Zweig Addresses Morningstar Conference
Jason Zweig: Don't act on emotion when it comes to investments.
Our brains are big balls of emotion that can also figure out complex mathematical problems. The two components are reflexive and reflective. The reflexive brain is emotional and leaps to conclusions, and this can lead to bad investment decisions. The reflective brain is controlled and empirical and must be switched on.

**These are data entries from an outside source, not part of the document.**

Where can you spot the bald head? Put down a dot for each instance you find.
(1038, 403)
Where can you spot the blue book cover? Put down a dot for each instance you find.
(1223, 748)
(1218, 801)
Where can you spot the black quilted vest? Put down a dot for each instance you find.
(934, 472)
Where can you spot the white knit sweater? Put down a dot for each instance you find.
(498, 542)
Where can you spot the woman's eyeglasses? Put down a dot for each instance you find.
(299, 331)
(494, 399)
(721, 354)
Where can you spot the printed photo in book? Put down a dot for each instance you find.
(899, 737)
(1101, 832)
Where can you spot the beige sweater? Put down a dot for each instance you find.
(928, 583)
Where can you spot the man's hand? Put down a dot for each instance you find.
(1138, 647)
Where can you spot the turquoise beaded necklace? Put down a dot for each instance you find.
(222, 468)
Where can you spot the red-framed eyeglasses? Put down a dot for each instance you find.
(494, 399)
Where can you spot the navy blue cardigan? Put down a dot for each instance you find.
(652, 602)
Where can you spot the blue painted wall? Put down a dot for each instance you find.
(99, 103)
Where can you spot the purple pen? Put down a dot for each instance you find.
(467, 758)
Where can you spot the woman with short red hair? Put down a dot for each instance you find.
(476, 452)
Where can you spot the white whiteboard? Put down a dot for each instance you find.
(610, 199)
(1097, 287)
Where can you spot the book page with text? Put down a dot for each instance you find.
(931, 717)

The prediction addiction. Dopamine (a motivation and reward-related chemical) fires after we get what we want and prepares us for action if it ever happens again. In a similar situation, it’s the prediction of the reward that causes dopamine to fire, not actually getting the reward. This is like a positive earnings surprise. In a third scenario, we predict a reward, dopamine fires, and no reward comes, then we fall into a motivational vacuum, because this is like a negative earnings surprise.
Patterns form fast in the human brain. Expectations set up automatically, and they are much stronger than experience.
Three’s a trend. For example, fund companies tend to advertise funds after their third year of operation.
Fear responses fire 25 times faster than you can blink your eye. These responses keep us alive, but keep in mind that this reaction is dangerous when it comes to your investments because fear can’t do cost-benefit analysis.
We all have unconscious biases--you may be feeling when you think you are thinking. Don't jump to rash decisions that you may regret later.